George invests $ 15 000 at 7.2%/a compounded monthly . How long will it take for his investment to grow to $ 34 000
let the number of months be n
i = .072/12 = .006
15000(1.006)^n = 34000
1.006^n = 2.266666...
log 1.006^n = log 2.66666..
n log 1.006 = log 2.26666...
n = log 2.266666.../log 1.006
= 136.79 or 137 months
= 11 years and 5 months
To find out how long it will take for George's investment to grow to $34,000, we need to use the formula for compound interest:
A = P(1 + r/n)^(nt)
Where:
A = the future value of the investment ($34,000 in this case)

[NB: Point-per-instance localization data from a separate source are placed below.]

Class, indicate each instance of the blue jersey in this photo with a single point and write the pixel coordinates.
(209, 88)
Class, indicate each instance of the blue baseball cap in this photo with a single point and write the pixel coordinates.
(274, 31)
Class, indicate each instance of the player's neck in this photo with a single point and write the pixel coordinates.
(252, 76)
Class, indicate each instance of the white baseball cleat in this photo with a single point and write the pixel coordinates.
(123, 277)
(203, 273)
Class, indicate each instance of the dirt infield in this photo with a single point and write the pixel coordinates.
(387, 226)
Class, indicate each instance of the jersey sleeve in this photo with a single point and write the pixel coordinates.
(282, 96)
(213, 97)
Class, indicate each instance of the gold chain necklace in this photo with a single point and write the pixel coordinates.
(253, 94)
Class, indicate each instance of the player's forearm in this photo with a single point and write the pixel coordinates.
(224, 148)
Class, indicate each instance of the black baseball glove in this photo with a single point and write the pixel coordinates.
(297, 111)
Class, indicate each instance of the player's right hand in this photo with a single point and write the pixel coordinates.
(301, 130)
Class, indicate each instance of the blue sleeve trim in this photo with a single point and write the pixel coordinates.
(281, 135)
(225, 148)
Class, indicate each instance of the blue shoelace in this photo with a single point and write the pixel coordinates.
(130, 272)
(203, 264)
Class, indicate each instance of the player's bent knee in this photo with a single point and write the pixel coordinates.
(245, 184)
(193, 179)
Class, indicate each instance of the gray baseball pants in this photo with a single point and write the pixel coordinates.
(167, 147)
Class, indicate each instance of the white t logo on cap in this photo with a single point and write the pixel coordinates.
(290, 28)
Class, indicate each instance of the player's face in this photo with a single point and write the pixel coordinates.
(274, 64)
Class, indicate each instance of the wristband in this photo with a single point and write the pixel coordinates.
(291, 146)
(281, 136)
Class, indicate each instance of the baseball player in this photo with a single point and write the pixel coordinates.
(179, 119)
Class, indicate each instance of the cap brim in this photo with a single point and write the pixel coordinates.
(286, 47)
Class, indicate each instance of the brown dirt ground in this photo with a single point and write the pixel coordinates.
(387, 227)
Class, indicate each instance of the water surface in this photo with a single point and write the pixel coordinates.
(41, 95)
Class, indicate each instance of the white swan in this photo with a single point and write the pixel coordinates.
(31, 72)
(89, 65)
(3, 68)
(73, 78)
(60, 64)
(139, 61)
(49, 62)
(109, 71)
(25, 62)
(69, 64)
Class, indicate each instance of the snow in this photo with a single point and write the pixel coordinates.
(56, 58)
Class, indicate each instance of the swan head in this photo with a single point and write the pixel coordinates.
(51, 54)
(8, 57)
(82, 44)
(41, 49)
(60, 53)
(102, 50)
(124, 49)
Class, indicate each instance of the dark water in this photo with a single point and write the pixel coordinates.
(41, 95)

P = the principal amount (initial investment of $15,000)
r = annual interest rate as a decimal (7.2% = 0.072)
n = number of times interest is compounded per year (monthly compounding means n = 12)
t = time in years
Now, let's substitute the known values into the formula and solve for t:
34,000 = 15,000(1 + 0.072/12)^(12t)
Dividing both sides of the equation by 15,000:
34,000/15,000 = (1 + 0.072/12)^(12t)
Simplifying the fraction on the right side:
34/15 = (1 + 0.006)^12t
Now we need to isolate the exponent:
34/15 = (1.006)^12t
Taking the natural logarithm (ln) of both sides:
ln(34/15) = ln(1.006)^12t
Using the property of logarithms allowing us to move the exponent down:
ln(34/15) = 12t * ln(1.006)
Now we can calculate t by dividing both sides by 12 times ln(1.006):
t = ln(34/15) / (12 * ln(1.006))
Using a calculator, evaluate the right side to find the value of t, which will give the number of years it will take for the investment to grow to $34,000.